Kleve. Erstmals darf der Verein Haus Mifgash die Gedenksteine in Eigenregie verlegen. Für die Zeremonie am 23. September ist Besonderes geplant.

In der Stadt liegen bereits 123 goldene, so genannte Stolpersteine, die an das Schicksal der verfolgten Juden in der Stadt erinnern. Am 23. September kommen weitere 13 Gedenksteine hinzu, und damit, so sagt es Edmund Verbeet vom Verein Haus Mifgash, befinden wir uns „sozusagen auf der Zielgeraden“.

Die Arbeitsgemeinschaft Geschichte des Vereins Haus Mifgash, vertreten durch Verbeet, Helga Ullrich-Scheyda und Matthias Lauks stellte die Pläne für die Zeremonie am 23. September vor und berichtete über das Leben der 13 Menschen, derer nun auch gedacht wird. Es ist die zehnte Verlegung in der Stadt Kleve.

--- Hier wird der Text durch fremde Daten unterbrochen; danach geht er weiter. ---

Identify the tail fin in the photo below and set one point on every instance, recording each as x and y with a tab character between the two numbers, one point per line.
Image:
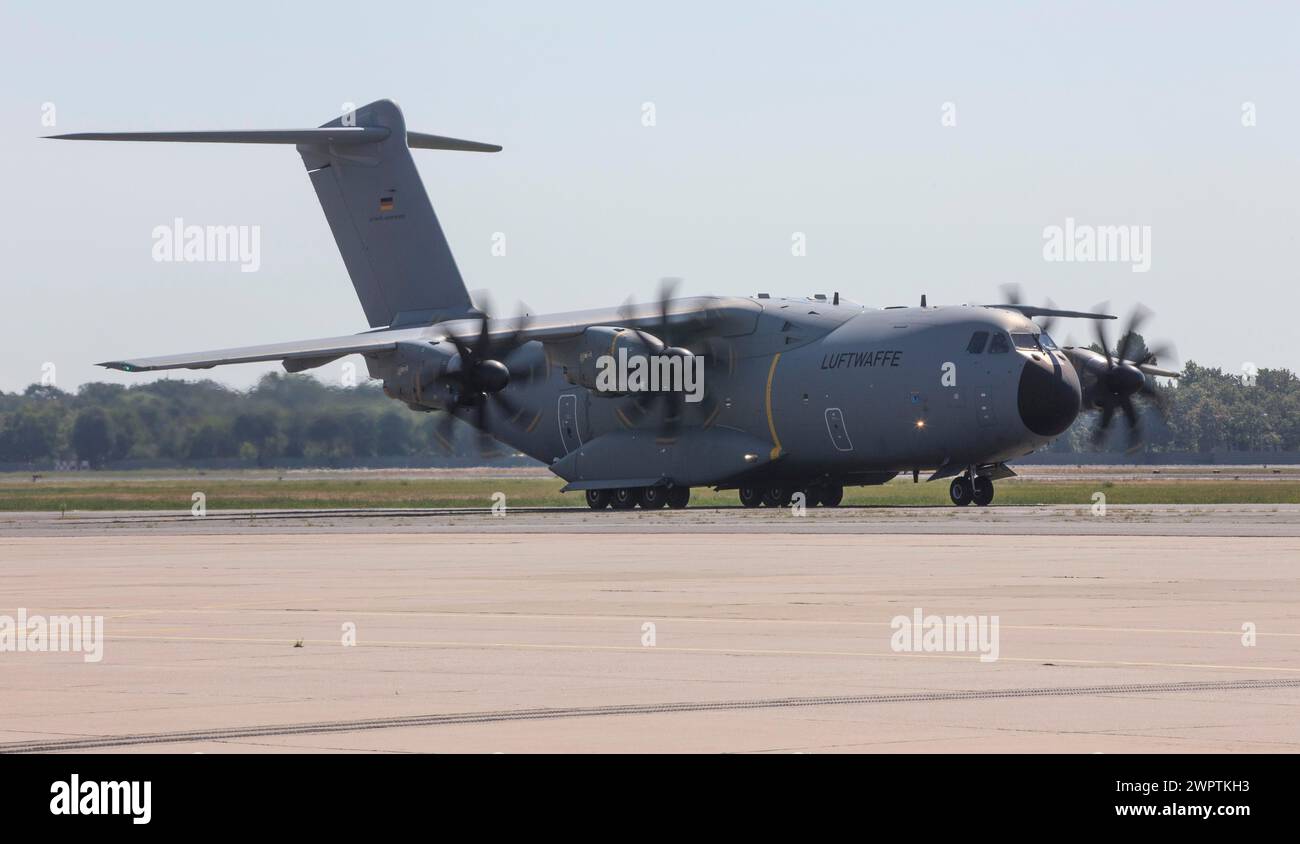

Weitere Zeremonie im März 2023

Eine elfte Zeremonie wird es noch im März 2023 geben (für die zu verlegenden Stolpersteine werden noch Spender gesucht). Dann werden die Klever zumindest in Form der Stolpersteine ein vollständiges Bild davon haben, welche Lücken das Naziregime in der Stadt verursacht hat. Bisher liegen die Plaketten mit den kurzen biographischen Informationen zu den Betroffenen an 35 Orten in der Stadt, am 23. September kommen fünf weitere hinzu:

Der Familie Goldschmidt (Lucie Sara, Heinrich, Ernst und Berta) wird an der Straße An der Münze gedacht. Das Haus ist nicht mehr erhalten, heute befindet es sich links neben dem Klever Eistempel. Dort wird der Abiturjahrgang des Freiherr-vom-Stein-Gymnasiums präsentieren, was sich in einer Projektarbeit über die Familie zusammentragen ließ.

Flucht in die Schweiz

Eine Besonderheit, so Helga Ullrich-Scheyda: „Ernst Goldschmidt wurde schon 1933 von Nazis verfolgt – nicht, weil er Jude, sondern weil er Kommunist war“. Im Klever Gefängnis erlebte er mit, wie Polizeimeister Franz Peters den Häftling Franz Schneider zu Tode prügelte. Nach seiner Freilassung flüchtete er in die Illegalität und gelangte über Belgien und Frankreich in die Schweiz. Nach dem Krieg ließ er sich in Belgien nieder. Lucie Sara Goldschmidt wurde in Auschwitz ermordet.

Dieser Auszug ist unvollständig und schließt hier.